As Bonilla goes from zero to hero, Angelos gets last word


CLEVELAND -- Bobby Bo made two errors. Davey Johnson cheered.

Bobby Bo scored the go-ahead run. Peter Angelos cheered louder.

If the Orioles' manager and owner couldn't make it to the World Series, at least their dispute over Bonilla did.

You could almost hear Johnson burst out in laughter last night after Bonilla made a costly fourth-inning error at third base.

And you could almost hear Angelos shout for joy when Bonilla hustled from first to third on his strained left hamstring in the ninth, then scored on a throwing error by Cleveland center fielder Marquis Grissom.

The Florida Marlins desperately needed this game with rookies Tony Saunders and Livan Hernandez pitching the next two nights, and Bonilla was in the middle of everything.

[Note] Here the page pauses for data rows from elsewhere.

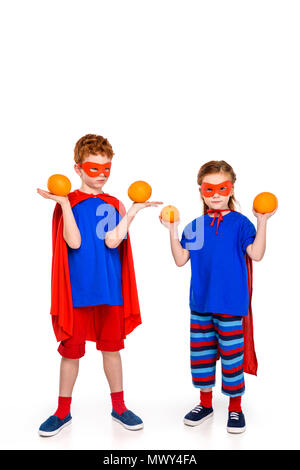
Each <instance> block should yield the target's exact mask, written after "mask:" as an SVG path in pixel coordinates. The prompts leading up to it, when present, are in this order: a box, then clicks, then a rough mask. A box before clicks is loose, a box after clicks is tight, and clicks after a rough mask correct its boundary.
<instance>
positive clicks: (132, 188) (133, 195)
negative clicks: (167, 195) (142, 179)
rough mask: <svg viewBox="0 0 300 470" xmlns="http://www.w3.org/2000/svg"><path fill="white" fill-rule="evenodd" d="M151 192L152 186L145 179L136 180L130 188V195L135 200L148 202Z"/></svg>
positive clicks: (132, 200) (129, 193)
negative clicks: (148, 183)
mask: <svg viewBox="0 0 300 470" xmlns="http://www.w3.org/2000/svg"><path fill="white" fill-rule="evenodd" d="M151 194H152V188H151V186H150V184H148V183H146V182H145V181H135V182H134V183H132V184H131V185H130V186H129V188H128V196H129V197H130V199H131V200H132V201H133V202H146V201H148V199H149V198H150V196H151Z"/></svg>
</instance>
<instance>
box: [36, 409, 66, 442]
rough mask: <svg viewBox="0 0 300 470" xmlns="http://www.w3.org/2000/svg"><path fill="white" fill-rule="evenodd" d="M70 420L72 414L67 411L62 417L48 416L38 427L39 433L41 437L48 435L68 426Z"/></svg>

In the end, he was a courageous hero.

Johnson can't catch a break.

As usual, Angelos gets the last word.

Heck, Bonilla even contributed a stellar defensive play in the sixth, saving a run with a spectacular diving stop that would have made Brooks Robinson proud.

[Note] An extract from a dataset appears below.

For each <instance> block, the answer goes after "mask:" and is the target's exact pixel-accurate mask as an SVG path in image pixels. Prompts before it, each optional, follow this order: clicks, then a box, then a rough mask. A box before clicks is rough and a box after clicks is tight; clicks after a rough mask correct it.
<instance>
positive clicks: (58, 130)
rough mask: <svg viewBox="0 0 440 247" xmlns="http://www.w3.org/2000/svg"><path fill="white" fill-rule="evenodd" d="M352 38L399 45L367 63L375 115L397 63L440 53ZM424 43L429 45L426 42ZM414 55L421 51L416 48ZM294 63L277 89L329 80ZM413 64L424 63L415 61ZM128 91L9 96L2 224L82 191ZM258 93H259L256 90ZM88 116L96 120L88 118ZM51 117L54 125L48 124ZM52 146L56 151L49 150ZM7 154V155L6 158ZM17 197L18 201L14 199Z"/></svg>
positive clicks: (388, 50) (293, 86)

It's the Weird Series, all right.

Bobby Bo is turning into Kirk Gibson!

Some might ask why Bonilla was even in the field when he was suffering from a leg injury, but that would just start another argument.

"Because he's a blood-and-guts gamer," Angelos would say.

"Because he's too selfish to be a designated hitter," Johnson might counter.

Let Davey and Peter squabble.

If Bobby's happy, we're happy.

He won the Florida media's "Good Guy Award," didn't he?

Bonilla's state of mind is more important than his injury, more important than his team, more important than life itself.

Florida manager Jim Leyland wouldn't dare disturb Bonilla at a time like this -- he doesn't want his cleanup hitter to suffer a nervous breakdown.

Heck, Leyland didn't even summon a pinch runner after Bonilla drew a leadoff walk with the score tied in the ninth.

A better runner probably would not have drawn a throw on Darren Daulton's single, but Grissom thought he could nail Bonilla at third.

"I felt just staying at second, I couldn't score on a single -- I was probably station-to-station," Bonilla said. "I said, 'Try it, just go ahead and try it.' "

On a night in which the World Series participants combined for six errors and 17 walks, why not?

"He wasn't quite sure he wanted to go because of his leg," Leyland said. "It was almost like he had a flash -- he was in the World Series."

Bonilla limped home after Grissom's throw glanced off his jersey and landed in a camera well -- and later delivered a two-out, two-run single to cap the Marlins' seven-run ninth.

Asked if Bonilla will be his DH in Game 4 tonight, Leyland said: "He's playing third base, period. Unless something, you know "

Leyland paused and smiled.

"He's playing third."

Johnson, of course, tried Bonilla as a DH with the Orioles last season, and Johnson's relationship with Angelos still hasn't recovered.

Bonilla remains one of Angelos' favorite players -- so much so that it seems the owner regrets the Orioles' decision to lose the slugger to free agency.

Just last week, Angelos told the Washington Times: "Even his detractors would have to admit he would have helped us this season."

That might be true, but only because Eric Davis sat out most of the season with colon cancer, not that Angelos wants to hear it.

Anyway, after four innings last night, it appeared that Bonilla was indeed too limited physically to play effectively at third.

"I was saying to myself, 'Wow, I made a couple of errors. Everyone's watching,' " Bonilla told NBC's Jim Gray. "But that's just the game of baseball.

"It's going to happen like that. I didn't feel bad. I did the best I could to get to those balls.

"You know what? I honestly don't know what I was thinking. I'm at a loss for words."

His two errors included a poor two-out throw with the bases loaded in the fourth, leading to two runs and a 5-3 Cleveland advantage.

Bonilla lost his grip on the ball, then had to rush his throw. The play was scored a single and an error. But a healthy third baseman would have moved to the ball quicker, would have made the play.

"When you're injured and it's tough to play the field, sometimes you might have to give in to your ego and pride a little bit," NBC analyst Joe Morgan said.

Johnson couldn't have put it any better.

But by the sixth, Angelos probably was shaking his fist at the screen.

In the top half, Jim Eisenreich hit a two-run homer to pull the Marlins within 7-5 -- Eisenreich, who wouldn't have been in the lineup if Bonilla was the DH.

In the bottom half, Bonilla dove toward the line to stab a two-out shot by Matt Williams, then made a strong throw to first on one knee to save a run.

By the time the 4-hour, 12-minute marathon was over, Angelos had something else to hold over Johnson.

It's just Johnson's luck that on the day he was named Sporting News American League Manager of the Year, his old nemesis Bobby Bo became a World Series hero.